Counting paths in a square. Created by Sal Khan.

## Want to join the conversation?

• What is Pascal's triangle?
And what is a coefficient?
• what is binomial coefficient?
• In a binomial like (5x + 7)(3x + 2), 5 and 3 are binomial coefficients because a coefficient means the number behind the variable.
• At the third column to the left would have 0 on top of the one, so 0+1=1 1+2=3, 3+3=6,6+4=10,10+5=15, and 15+6=21. So +1,+2,+3,+4,+5,+6!
• there are more patterns
i.e. the diagonal goes up by 3(# of (nth term-1))+2^((2(nth term-1))-1) by their first differences
2,6,20,70,252 first differences are
4,14,50,182
Does that work for 4 to n?
3(# of (2nd term-1))+2^((2(2nd term-1))-1)
=3(# of 1st term)+2^((2(1st term))-1)
=3(4)+2^((2)-1)
=12+2^(1)
=12+2
=14
Let's try from 14 to n now.
3(# of (3rd term-1))+2^((2(3rd term-1))-1)
=3(# of 2nd term)+2^((2(2nd term))-1)
=3(14)+2^((4)-1)
=42+2^3
=42+8
=50
etc.
• How many ways does a 100*100 square have?
• A 100 by 100 square has 22,750,883,079,422,934,966,181,954,039,568,885,395,604,168,260,154,104,734,000 ways.
• So, What would be a 1,000 by 1,000 square?
(1 vote)
• A 1000 by 1000 square would have 512,294,053,774,259,558,362,972,111,801,106,814,506,359,401,696,197,357,133,662,490,663,268,680,890,966,422,168,317,407,249,277,190,145,438,911,035,517,264,555,381,561,230,116,189,292,650,837,306,095,363,076,178,842,645,481,320,822,198,226,994,485,371,813,976,409,676,367,032,381,831,285,411,152,247,284,028,125,396,742,405,627,998,638,503,788,368,259,307,920,236,258,027,800,099,771,751,391,617,605,088,924,033,394,630,230,806,037,178,021,722,568,614,945,945,597,158,227,817,488,131,642,780,881,551,702,876,651,234,929,533,423,690,387,735,417,418,121,162,690,198,676,382,656,195,692,212,519,230,804,188,796,272,372,873,746,380,773,141,117,366,928,488,415,626,459,630,446,598,074,332,450,038,402,866,155,063,023,175,006,229,242,447,751,399,777,865,500,335,793,470,023,989,772,130,248,615,305,440,000 ways.
• At , Sal mentions something called Pascal's Triangle.
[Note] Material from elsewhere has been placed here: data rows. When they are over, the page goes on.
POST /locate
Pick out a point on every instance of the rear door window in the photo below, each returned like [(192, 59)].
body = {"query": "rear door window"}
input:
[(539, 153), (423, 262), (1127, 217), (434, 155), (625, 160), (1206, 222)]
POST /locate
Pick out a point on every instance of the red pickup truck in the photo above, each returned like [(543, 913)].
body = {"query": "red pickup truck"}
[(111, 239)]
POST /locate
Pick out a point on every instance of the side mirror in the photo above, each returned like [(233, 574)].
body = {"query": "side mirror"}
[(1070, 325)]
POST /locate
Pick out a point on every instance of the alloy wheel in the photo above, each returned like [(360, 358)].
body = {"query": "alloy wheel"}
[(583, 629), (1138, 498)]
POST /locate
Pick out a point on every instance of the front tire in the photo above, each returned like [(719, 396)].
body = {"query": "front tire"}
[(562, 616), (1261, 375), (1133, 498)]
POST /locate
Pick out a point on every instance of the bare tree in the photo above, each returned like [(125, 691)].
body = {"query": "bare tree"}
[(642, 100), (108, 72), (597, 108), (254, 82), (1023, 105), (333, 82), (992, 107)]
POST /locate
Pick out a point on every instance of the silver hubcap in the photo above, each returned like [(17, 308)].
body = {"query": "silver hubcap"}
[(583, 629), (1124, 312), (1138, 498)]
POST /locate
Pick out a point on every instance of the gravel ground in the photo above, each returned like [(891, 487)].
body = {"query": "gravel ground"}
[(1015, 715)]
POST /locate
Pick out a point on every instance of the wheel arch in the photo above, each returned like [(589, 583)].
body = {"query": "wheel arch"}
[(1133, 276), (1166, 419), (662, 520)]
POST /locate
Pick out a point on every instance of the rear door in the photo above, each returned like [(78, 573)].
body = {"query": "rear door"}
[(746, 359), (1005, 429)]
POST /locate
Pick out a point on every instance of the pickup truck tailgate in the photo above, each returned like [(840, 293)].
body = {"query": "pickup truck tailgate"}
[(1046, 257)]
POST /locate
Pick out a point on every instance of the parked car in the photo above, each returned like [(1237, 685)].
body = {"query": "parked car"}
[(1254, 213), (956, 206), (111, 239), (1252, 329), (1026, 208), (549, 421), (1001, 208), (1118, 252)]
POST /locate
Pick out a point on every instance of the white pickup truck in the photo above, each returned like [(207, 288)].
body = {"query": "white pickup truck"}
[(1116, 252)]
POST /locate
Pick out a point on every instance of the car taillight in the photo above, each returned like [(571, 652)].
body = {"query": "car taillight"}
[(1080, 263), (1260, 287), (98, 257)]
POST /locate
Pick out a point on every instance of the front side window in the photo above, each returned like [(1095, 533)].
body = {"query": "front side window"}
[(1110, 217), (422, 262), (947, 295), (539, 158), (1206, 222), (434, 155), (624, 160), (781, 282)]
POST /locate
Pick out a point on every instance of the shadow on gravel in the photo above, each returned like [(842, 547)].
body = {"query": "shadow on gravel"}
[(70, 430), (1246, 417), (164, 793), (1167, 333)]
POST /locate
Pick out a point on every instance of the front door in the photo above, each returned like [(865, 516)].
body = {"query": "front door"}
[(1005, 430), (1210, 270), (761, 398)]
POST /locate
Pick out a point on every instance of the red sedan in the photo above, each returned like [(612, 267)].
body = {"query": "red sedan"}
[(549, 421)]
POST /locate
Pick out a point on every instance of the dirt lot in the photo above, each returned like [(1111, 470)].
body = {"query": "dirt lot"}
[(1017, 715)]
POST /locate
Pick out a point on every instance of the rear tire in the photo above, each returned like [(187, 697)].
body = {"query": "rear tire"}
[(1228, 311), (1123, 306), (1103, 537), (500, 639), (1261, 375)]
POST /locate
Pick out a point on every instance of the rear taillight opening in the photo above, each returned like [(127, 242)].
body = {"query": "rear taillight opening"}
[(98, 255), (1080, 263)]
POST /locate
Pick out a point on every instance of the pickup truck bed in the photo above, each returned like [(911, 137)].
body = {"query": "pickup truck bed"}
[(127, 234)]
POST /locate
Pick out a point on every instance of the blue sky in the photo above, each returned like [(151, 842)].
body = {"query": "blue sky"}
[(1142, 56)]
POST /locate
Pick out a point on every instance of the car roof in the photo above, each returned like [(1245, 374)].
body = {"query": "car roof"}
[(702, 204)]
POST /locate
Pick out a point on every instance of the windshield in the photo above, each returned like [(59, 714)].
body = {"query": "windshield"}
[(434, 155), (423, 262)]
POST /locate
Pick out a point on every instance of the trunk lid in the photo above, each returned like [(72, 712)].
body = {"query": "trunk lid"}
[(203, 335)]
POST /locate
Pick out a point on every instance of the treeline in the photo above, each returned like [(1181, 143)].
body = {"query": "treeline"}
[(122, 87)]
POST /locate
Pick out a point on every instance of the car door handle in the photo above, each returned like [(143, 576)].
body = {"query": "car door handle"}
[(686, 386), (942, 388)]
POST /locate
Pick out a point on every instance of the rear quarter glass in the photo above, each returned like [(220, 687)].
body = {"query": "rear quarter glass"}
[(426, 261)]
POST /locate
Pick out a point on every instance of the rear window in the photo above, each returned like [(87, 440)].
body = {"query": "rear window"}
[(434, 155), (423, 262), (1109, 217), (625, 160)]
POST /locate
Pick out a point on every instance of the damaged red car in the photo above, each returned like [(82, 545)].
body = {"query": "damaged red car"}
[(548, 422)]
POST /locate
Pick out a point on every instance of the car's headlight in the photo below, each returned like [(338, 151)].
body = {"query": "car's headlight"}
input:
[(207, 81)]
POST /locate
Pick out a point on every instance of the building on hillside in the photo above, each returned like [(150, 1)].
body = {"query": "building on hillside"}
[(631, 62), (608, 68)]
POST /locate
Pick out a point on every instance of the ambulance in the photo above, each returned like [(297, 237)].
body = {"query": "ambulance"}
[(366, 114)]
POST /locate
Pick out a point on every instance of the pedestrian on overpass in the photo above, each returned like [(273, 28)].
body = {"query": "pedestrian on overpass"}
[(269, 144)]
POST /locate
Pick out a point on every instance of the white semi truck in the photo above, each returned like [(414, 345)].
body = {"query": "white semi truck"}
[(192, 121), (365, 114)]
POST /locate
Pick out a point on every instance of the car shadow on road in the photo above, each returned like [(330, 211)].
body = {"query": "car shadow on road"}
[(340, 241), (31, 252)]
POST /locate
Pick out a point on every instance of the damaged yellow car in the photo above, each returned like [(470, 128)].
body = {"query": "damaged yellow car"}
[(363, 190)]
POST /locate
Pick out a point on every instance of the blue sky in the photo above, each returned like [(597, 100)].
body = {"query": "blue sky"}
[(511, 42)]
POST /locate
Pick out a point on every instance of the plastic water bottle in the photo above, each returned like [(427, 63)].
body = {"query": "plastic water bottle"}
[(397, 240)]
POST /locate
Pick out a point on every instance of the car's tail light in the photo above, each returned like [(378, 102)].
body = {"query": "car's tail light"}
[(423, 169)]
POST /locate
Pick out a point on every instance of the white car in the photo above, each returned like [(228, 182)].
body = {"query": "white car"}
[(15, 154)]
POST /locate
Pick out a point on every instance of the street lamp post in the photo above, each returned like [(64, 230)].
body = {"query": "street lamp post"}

What is pascal's triangle?

• Great question!
Pascal's triangle is an array of binomial coefficients arranged in a triangle; where each number in the triangle is the sum of the two numbers above it.
here: https://en.wikipedia.org/wiki/Pascal%27s_triangle
• So this way is a bit like Fibonacci numbers?
• Yes, it is!
Pascal's Triangle has its diagonals sum to the Fibonacci sequence!
You can't post pictures here, though. Here's the link: http://shorturl.at/fkyA2
Here why in mathematical terms, the sum of the entries in the n-th diagonal of Pascal's triangle is equal to the n-th Fibonacci number for all positive integers n . shorturl.at/louB0
(1 vote)
• To get from S to star, you need to take 5 steps down and 5 steps to the right. Since these steps can be taken in any order, it is like asking how many permutations of 5 Ds and 5 Ls are possible. The answer is 10 choose 5 = 252. Is this explanation correct?